Anglo Coal chief executive Cynthia Carroll has warned against governments seeking excessive taxes if they want continued mining investment.
Speaking at mining industry dinner in London, Carroll said miners need to speak out over issues that harm development of the sector, Reuters reports.
“Governments tempted to move in this direction convince themselves that necessary mining investments in their countries will continue unabated, despite the imposition of such arbitrary changes,” she said.
“They are wrong.

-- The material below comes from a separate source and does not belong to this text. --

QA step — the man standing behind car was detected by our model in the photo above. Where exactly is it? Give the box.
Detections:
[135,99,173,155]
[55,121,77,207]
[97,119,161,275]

International businesses have choices to make between investment opportunities in different jurisdictions.”
As a result of the announcement of former prime minister Kevin Rudd’s Resource Super Profits Tax last year, Australia dropped severely in the global mining sovereign risk tables, drawing almost level with Papua New Guinea.
Carroll explained that miners would instead be looking to countries with “stable and fair fiscal regimes”.
She referred to Australia’s planned carbon tax, stating that it would place “unacceptable burdens” on the industry and harm the country’s image as an investment haven.
The Australian Senate has slammed the proposed tax in its report “Scrutiny of New Taxes”, which claims that it discriminates against a wide swathe of companies in the mining industry.
Australian opposition leader Tony Abbott echoed Carroll’s statements earlier this week.
Speaking at the Association of Mining and Exploration Companies Convention, he labelled the proposed carbon tax dangerous and claimed it put the industry under pressure.
“It won’t make a difference to the environment, but will hurt Australian workers and consumers,” he said.
“This carbon tax is based on lies.”
Abbott stated that “Chinese emissions are forecast to rise by 500% and India’s by 350% in the next decade, we in Australia could stop emitting altogether but China’s increase in emissions would more than make up for complete a stoppage in this country.”
However despite this calls from the industry and politicians, Gillard says she will not back down on the carbon and mining taxes.
She outlined her determination to pass the tax in its most current form.
“I’ll be delivering the minerals resource rent tax I shaped in my early days as Prime Minister,” Gillard stated earlier this week.”